The cost of overhauling the structure of Nokia Siemens Networks (NSN) will call for the owners, Nokia and Siemens, to pump at least €1 billion into the joint venture, according to a report in the German magazine Capital.
Having failed to sell a stake in the company, albeit that private equity firms spent considerable time reviewing the opportunity, the owners are now faced with funding the necessary investment to implement a much needed reorganisation. "There is no other option," an unnamed company insider told the magazine.
The report highlighted that NSN plans to issue a high-yield bond of up to €2 billion within the next few months for refinancing reasons.
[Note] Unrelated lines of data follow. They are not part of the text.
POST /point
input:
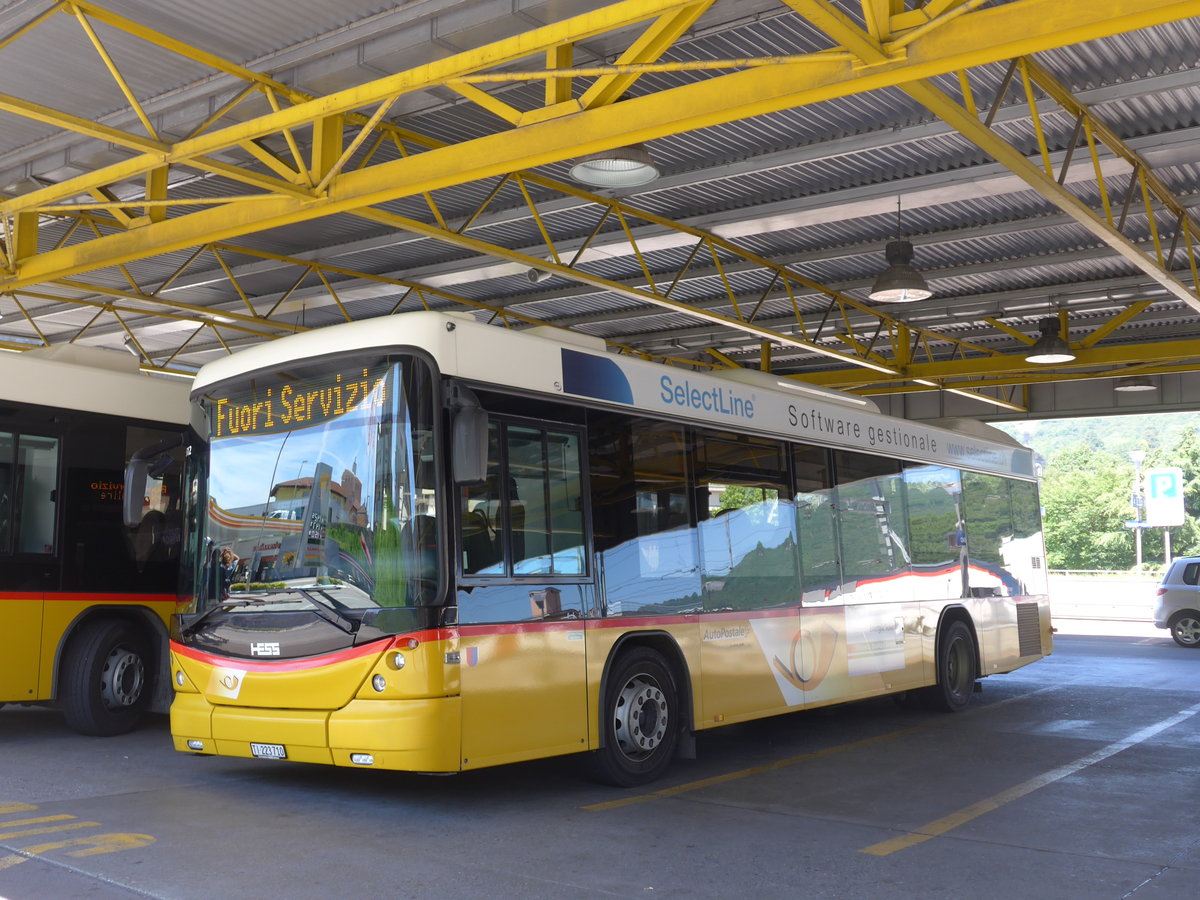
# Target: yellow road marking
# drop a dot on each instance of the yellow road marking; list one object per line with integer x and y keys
{"x": 790, "y": 761}
{"x": 747, "y": 773}
{"x": 975, "y": 810}
{"x": 96, "y": 844}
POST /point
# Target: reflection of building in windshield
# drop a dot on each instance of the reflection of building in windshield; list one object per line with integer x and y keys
{"x": 289, "y": 498}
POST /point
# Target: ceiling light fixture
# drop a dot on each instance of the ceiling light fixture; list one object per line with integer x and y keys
{"x": 621, "y": 167}
{"x": 1134, "y": 383}
{"x": 899, "y": 283}
{"x": 1049, "y": 348}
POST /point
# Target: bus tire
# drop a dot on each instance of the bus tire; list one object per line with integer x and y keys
{"x": 106, "y": 681}
{"x": 955, "y": 669}
{"x": 641, "y": 720}
{"x": 1186, "y": 629}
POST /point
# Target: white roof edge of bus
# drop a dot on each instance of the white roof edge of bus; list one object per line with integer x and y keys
{"x": 435, "y": 331}
{"x": 83, "y": 382}
{"x": 576, "y": 339}
{"x": 977, "y": 429}
{"x": 766, "y": 379}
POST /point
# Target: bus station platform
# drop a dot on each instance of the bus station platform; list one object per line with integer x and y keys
{"x": 1066, "y": 779}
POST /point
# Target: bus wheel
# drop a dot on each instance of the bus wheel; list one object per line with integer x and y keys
{"x": 641, "y": 720}
{"x": 105, "y": 684}
{"x": 955, "y": 669}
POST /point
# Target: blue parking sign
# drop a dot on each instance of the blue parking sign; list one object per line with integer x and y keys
{"x": 1164, "y": 497}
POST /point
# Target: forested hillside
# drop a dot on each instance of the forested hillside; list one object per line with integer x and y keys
{"x": 1087, "y": 483}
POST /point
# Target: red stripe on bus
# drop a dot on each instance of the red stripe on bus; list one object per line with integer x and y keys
{"x": 325, "y": 659}
{"x": 91, "y": 598}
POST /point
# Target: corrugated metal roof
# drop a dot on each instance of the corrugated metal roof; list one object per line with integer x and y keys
{"x": 814, "y": 187}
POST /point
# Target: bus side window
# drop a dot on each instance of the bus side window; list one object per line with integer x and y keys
{"x": 36, "y": 493}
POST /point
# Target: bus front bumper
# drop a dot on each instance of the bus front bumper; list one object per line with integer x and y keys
{"x": 402, "y": 735}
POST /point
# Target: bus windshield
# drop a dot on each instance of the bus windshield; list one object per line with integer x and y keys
{"x": 321, "y": 489}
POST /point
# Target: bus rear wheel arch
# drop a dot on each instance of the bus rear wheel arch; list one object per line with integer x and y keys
{"x": 957, "y": 669}
{"x": 641, "y": 718}
{"x": 107, "y": 677}
{"x": 1186, "y": 628}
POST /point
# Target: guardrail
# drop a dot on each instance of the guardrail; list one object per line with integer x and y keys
{"x": 1125, "y": 597}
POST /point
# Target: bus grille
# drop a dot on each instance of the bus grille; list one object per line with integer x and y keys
{"x": 1029, "y": 629}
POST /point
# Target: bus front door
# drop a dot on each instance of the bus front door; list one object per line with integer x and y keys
{"x": 21, "y": 642}
{"x": 523, "y": 682}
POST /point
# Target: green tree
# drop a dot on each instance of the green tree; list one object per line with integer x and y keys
{"x": 1085, "y": 497}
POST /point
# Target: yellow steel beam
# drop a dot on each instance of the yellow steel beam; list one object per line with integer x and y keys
{"x": 1167, "y": 352}
{"x": 855, "y": 39}
{"x": 973, "y": 39}
{"x": 755, "y": 91}
{"x": 750, "y": 93}
{"x": 651, "y": 46}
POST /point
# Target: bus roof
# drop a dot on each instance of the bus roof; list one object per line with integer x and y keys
{"x": 570, "y": 367}
{"x": 94, "y": 381}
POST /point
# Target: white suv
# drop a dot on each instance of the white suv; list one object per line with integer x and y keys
{"x": 1179, "y": 601}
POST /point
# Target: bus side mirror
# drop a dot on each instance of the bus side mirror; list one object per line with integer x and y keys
{"x": 148, "y": 461}
{"x": 135, "y": 491}
{"x": 468, "y": 445}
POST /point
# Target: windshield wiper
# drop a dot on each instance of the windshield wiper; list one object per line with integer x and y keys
{"x": 191, "y": 627}
{"x": 328, "y": 610}
{"x": 265, "y": 598}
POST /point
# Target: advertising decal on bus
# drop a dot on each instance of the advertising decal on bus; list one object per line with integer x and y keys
{"x": 715, "y": 400}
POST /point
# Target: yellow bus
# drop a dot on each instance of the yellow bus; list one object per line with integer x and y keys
{"x": 85, "y": 599}
{"x": 429, "y": 544}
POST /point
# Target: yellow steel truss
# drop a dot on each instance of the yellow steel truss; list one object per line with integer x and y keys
{"x": 127, "y": 217}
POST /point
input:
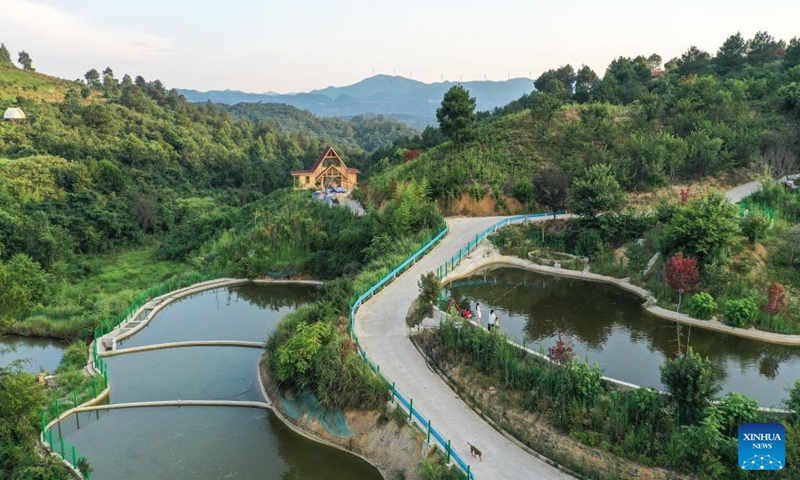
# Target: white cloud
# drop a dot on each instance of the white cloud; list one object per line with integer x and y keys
{"x": 40, "y": 28}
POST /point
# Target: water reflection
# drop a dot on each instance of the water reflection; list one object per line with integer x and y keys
{"x": 204, "y": 442}
{"x": 609, "y": 326}
{"x": 37, "y": 353}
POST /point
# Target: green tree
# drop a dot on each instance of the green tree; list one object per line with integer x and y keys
{"x": 596, "y": 191}
{"x": 704, "y": 227}
{"x": 21, "y": 399}
{"x": 544, "y": 106}
{"x": 731, "y": 55}
{"x": 791, "y": 57}
{"x": 762, "y": 48}
{"x": 755, "y": 225}
{"x": 23, "y": 283}
{"x": 296, "y": 357}
{"x": 655, "y": 61}
{"x": 691, "y": 382}
{"x": 92, "y": 78}
{"x": 5, "y": 55}
{"x": 25, "y": 60}
{"x": 694, "y": 61}
{"x": 551, "y": 189}
{"x": 456, "y": 116}
{"x": 585, "y": 83}
{"x": 558, "y": 83}
{"x": 790, "y": 96}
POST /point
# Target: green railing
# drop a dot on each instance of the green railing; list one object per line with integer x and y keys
{"x": 64, "y": 404}
{"x": 407, "y": 404}
{"x": 449, "y": 265}
{"x": 91, "y": 390}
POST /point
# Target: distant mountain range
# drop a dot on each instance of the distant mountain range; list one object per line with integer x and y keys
{"x": 401, "y": 98}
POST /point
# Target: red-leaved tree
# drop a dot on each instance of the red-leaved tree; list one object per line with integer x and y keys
{"x": 777, "y": 298}
{"x": 682, "y": 274}
{"x": 561, "y": 352}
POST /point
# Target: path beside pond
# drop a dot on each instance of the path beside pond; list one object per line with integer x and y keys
{"x": 381, "y": 328}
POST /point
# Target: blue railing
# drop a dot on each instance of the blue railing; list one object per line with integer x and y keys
{"x": 449, "y": 265}
{"x": 407, "y": 404}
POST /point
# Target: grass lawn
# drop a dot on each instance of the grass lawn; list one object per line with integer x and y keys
{"x": 135, "y": 269}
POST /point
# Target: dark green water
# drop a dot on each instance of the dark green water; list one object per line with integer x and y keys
{"x": 204, "y": 443}
{"x": 242, "y": 313}
{"x": 39, "y": 353}
{"x": 187, "y": 373}
{"x": 188, "y": 443}
{"x": 609, "y": 326}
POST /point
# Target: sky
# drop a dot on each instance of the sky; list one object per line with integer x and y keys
{"x": 299, "y": 45}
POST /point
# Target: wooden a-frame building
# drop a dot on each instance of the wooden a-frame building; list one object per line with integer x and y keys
{"x": 329, "y": 171}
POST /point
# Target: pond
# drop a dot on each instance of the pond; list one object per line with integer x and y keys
{"x": 608, "y": 325}
{"x": 39, "y": 353}
{"x": 203, "y": 442}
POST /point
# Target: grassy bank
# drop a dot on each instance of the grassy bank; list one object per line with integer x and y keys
{"x": 639, "y": 425}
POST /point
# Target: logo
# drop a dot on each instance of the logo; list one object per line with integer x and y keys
{"x": 762, "y": 446}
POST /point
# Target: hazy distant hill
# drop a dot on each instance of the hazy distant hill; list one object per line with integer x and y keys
{"x": 407, "y": 100}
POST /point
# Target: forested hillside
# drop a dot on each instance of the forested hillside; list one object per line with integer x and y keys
{"x": 104, "y": 173}
{"x": 698, "y": 115}
{"x": 360, "y": 132}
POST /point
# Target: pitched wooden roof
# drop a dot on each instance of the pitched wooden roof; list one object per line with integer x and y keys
{"x": 328, "y": 150}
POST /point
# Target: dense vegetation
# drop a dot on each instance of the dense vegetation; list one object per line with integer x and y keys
{"x": 698, "y": 116}
{"x": 362, "y": 132}
{"x": 310, "y": 350}
{"x": 109, "y": 185}
{"x": 683, "y": 431}
{"x": 743, "y": 279}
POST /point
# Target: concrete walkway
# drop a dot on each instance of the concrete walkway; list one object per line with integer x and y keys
{"x": 381, "y": 328}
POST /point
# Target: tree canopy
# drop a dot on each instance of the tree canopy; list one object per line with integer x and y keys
{"x": 457, "y": 114}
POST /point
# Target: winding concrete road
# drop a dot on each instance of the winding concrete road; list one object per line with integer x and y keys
{"x": 381, "y": 328}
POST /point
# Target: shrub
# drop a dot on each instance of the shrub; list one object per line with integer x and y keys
{"x": 682, "y": 273}
{"x": 736, "y": 409}
{"x": 701, "y": 305}
{"x": 523, "y": 192}
{"x": 589, "y": 243}
{"x": 741, "y": 313}
{"x": 754, "y": 226}
{"x": 691, "y": 382}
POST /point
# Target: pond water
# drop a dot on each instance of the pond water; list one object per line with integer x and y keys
{"x": 241, "y": 313}
{"x": 39, "y": 353}
{"x": 609, "y": 326}
{"x": 203, "y": 442}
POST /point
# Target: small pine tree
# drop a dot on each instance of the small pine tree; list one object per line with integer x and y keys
{"x": 5, "y": 55}
{"x": 25, "y": 60}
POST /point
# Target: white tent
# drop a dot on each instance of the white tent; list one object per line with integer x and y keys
{"x": 14, "y": 114}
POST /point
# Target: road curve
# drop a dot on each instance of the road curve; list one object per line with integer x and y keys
{"x": 381, "y": 328}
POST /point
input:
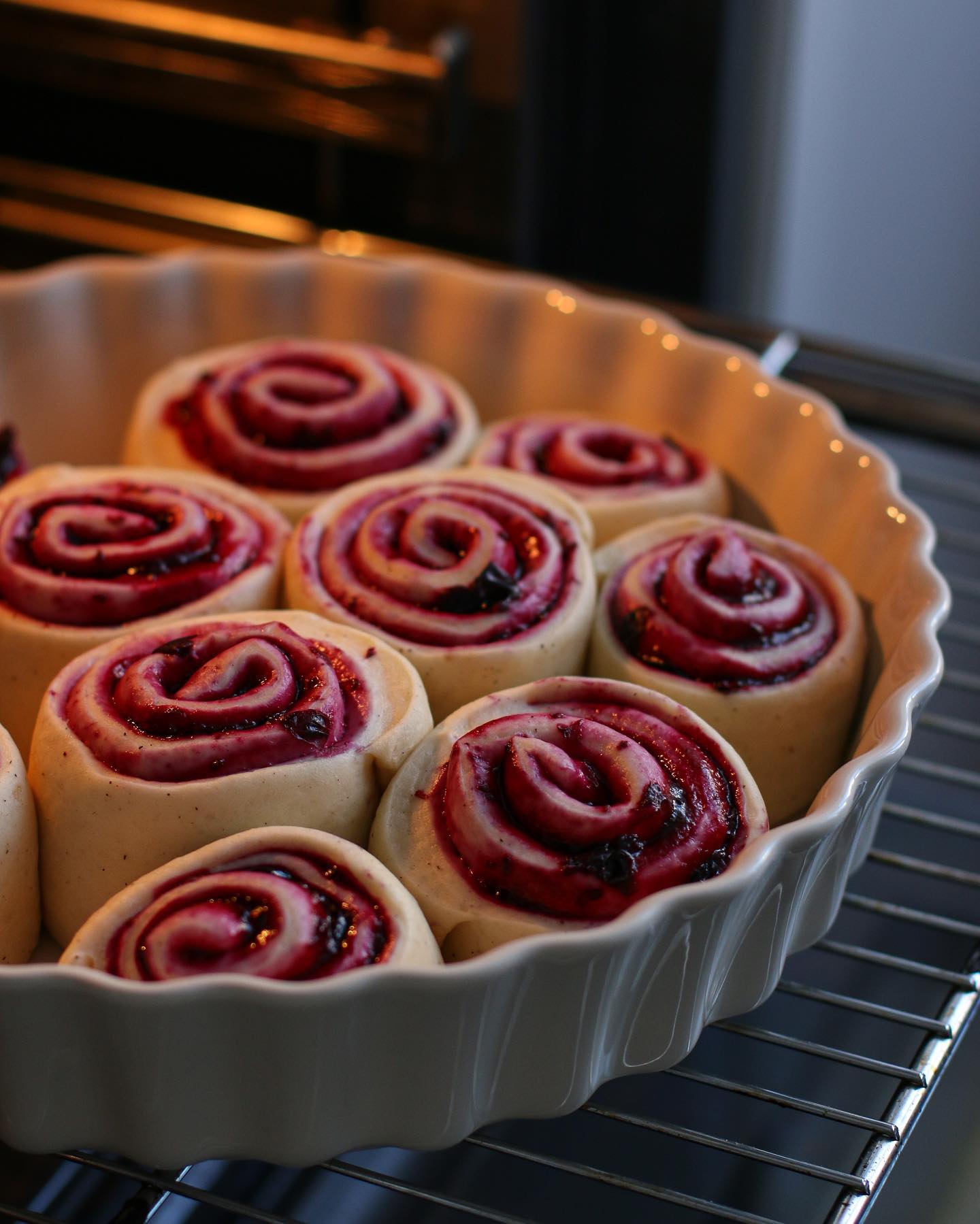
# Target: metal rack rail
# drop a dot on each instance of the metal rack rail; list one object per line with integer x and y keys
{"x": 796, "y": 1113}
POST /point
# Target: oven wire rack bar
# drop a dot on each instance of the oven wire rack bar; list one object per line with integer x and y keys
{"x": 955, "y": 965}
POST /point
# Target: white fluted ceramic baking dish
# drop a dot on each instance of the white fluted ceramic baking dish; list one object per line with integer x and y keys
{"x": 298, "y": 1072}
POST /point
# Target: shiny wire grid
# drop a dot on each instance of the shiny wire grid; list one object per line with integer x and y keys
{"x": 794, "y": 1114}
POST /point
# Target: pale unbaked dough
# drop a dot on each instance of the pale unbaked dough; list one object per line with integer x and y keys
{"x": 618, "y": 510}
{"x": 33, "y": 651}
{"x": 151, "y": 440}
{"x": 404, "y": 836}
{"x": 20, "y": 894}
{"x": 791, "y": 735}
{"x": 456, "y": 675}
{"x": 99, "y": 829}
{"x": 413, "y": 943}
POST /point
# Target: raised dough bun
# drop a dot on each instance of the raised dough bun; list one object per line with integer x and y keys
{"x": 791, "y": 733}
{"x": 612, "y": 508}
{"x": 20, "y": 894}
{"x": 406, "y": 838}
{"x": 412, "y": 939}
{"x": 32, "y": 652}
{"x": 101, "y": 829}
{"x": 151, "y": 440}
{"x": 455, "y": 675}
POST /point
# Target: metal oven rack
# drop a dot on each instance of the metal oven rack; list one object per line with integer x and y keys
{"x": 796, "y": 1113}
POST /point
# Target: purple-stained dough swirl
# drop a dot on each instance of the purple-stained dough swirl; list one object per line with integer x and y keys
{"x": 591, "y": 458}
{"x": 446, "y": 563}
{"x": 315, "y": 415}
{"x": 114, "y": 551}
{"x": 223, "y": 699}
{"x": 715, "y": 608}
{"x": 281, "y": 914}
{"x": 581, "y": 808}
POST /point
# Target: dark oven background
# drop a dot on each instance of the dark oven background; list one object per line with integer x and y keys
{"x": 571, "y": 137}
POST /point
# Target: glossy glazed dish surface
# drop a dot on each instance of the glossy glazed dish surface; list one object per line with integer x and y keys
{"x": 431, "y": 1053}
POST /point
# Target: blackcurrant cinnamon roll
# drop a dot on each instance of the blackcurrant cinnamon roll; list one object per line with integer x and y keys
{"x": 482, "y": 578}
{"x": 90, "y": 552}
{"x": 165, "y": 741}
{"x": 559, "y": 804}
{"x": 623, "y": 476}
{"x": 756, "y": 633}
{"x": 295, "y": 419}
{"x": 293, "y": 905}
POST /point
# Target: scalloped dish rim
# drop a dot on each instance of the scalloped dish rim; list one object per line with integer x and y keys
{"x": 830, "y": 810}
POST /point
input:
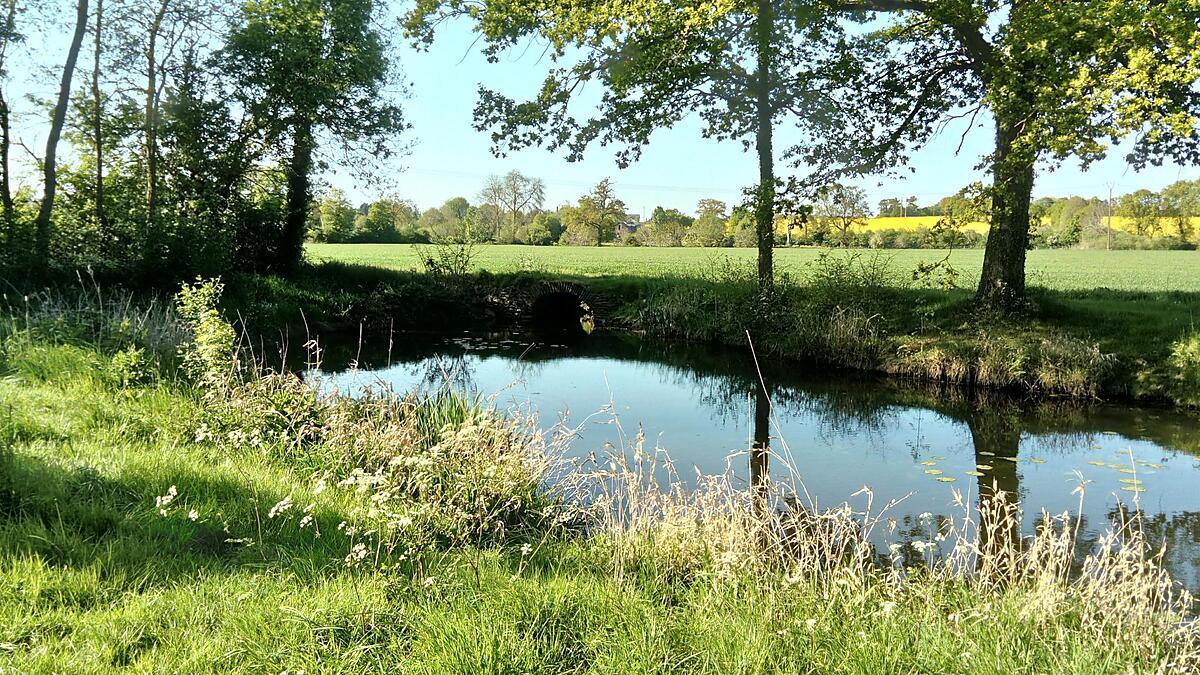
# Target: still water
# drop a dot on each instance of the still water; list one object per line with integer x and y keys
{"x": 839, "y": 431}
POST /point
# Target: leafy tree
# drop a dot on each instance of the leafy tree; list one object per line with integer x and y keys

However, the company already has credit lines of €2 billion that will expire in June 2012 and will need to be replaced. Siemens CFO Joe Kaeser has said that Siemens might consider tapping the high-yield bond market at some point in the future.
Nokia Siemens spokesman Ben Roome declined to comment on the report. However, he noted that the second quarter of 2011 was NSN's fourth consecutive quarter of sales growth. NSN posted a €111 million operating loss in the second quarter.
"With sales of €3.6 billion, we were up 20 per cent since the same time one year ago (and 12.6 per cent when you exclude the Motorola business we acquired)," he told FierceWireless. "We recognise that, as we said on July 13, along with ongoing efforts to generate cost savings, Nokia Siemens Networks plans to take further steps to improve the competitiveness of the company as a standalone entity. For example, we plan to drive further efficiency while strengthening the company's innovation capabilities in mobile broadband, services and customer experience management to drive and support customer roadmaps."